The Council on American-Islamic Relations (CAIR), the nation’s largest Muslim civil rights and advocacy organization, today expressed its support for legislation that would rename a memorial currently dedicated to Confederate General Robert E. Lee in Arlington, Va.
CAIR also expressed its support for a request by a Cherokee tribe to rename a North Carolina mountain currently named for a Confederate general.
Last week, Rep. Don Beyer (D-VA) and Sen. Tim Kaine (D-VA) introduced legislation to remove the designation of Arlington House, the former residence of Robert E. Lee, as a memorial to him. The legislation was reportedly prompted by a request by the descendants of people who were enslaved at Arlington House.
The Eastern Band of Cherokee Indians Tribal Council passed a resolution on Thursday calling for the highest peak in Great Smoky Mountains National Park from Clingmans Dome to Kuwahi, its historical indigenous name. The mountain is currently named for Confederate general and North Carolina senator Thomas Lanier Clingman.
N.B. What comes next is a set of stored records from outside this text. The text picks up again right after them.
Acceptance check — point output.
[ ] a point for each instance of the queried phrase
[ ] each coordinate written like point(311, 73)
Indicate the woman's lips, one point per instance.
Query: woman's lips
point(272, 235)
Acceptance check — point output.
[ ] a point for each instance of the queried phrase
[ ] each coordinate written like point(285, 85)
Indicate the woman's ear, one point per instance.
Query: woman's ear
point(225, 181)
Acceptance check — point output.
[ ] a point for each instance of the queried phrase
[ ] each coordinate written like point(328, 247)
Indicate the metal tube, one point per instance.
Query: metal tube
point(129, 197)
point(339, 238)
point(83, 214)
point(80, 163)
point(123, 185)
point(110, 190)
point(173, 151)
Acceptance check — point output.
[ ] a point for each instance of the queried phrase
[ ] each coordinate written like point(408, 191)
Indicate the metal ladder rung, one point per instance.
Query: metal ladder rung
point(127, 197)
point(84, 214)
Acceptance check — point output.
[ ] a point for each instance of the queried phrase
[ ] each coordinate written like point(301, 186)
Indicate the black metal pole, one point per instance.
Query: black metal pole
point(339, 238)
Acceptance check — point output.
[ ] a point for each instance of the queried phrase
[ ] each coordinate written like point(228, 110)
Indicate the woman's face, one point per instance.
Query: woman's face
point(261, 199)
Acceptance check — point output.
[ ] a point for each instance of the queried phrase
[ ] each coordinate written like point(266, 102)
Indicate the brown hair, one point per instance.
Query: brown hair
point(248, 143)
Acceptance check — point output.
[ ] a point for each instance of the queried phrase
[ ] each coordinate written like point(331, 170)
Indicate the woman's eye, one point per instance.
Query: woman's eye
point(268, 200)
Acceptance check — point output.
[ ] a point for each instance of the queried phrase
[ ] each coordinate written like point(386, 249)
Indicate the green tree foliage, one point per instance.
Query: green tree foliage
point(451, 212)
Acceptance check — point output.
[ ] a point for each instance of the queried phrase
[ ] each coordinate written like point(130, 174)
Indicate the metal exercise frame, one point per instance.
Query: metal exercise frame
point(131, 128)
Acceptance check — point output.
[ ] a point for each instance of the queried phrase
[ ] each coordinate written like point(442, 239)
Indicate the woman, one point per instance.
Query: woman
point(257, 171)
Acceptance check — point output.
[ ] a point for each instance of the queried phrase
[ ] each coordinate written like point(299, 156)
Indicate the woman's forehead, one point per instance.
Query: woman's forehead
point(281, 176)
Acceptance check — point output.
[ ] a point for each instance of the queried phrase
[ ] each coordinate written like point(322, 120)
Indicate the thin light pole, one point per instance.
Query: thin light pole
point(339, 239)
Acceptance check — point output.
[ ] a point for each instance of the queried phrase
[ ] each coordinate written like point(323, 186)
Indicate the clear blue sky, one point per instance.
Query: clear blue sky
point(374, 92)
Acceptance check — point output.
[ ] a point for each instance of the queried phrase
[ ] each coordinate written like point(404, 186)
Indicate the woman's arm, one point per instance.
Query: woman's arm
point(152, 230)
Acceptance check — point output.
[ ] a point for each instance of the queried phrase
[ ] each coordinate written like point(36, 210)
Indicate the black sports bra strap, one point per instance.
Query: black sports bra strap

With the support of the tribal government, activists plan to submit paperwork to the U.S. Board on Geographic Names for consideration.
“Monuments to the traitorous Confederacy are symbols of systemic racism and hate that should not have a place in our society,” said CAIR National Communications Coordinator Ismail Allison. “We support all efforts to end the celebration of those who waged war on our nation in order to preserve slavery and white supremacy.”
He noted that Washington, D.C., based CAIR has repeatedly called for the removal of Confederate holidays, flags, statues, and symbols nationwide.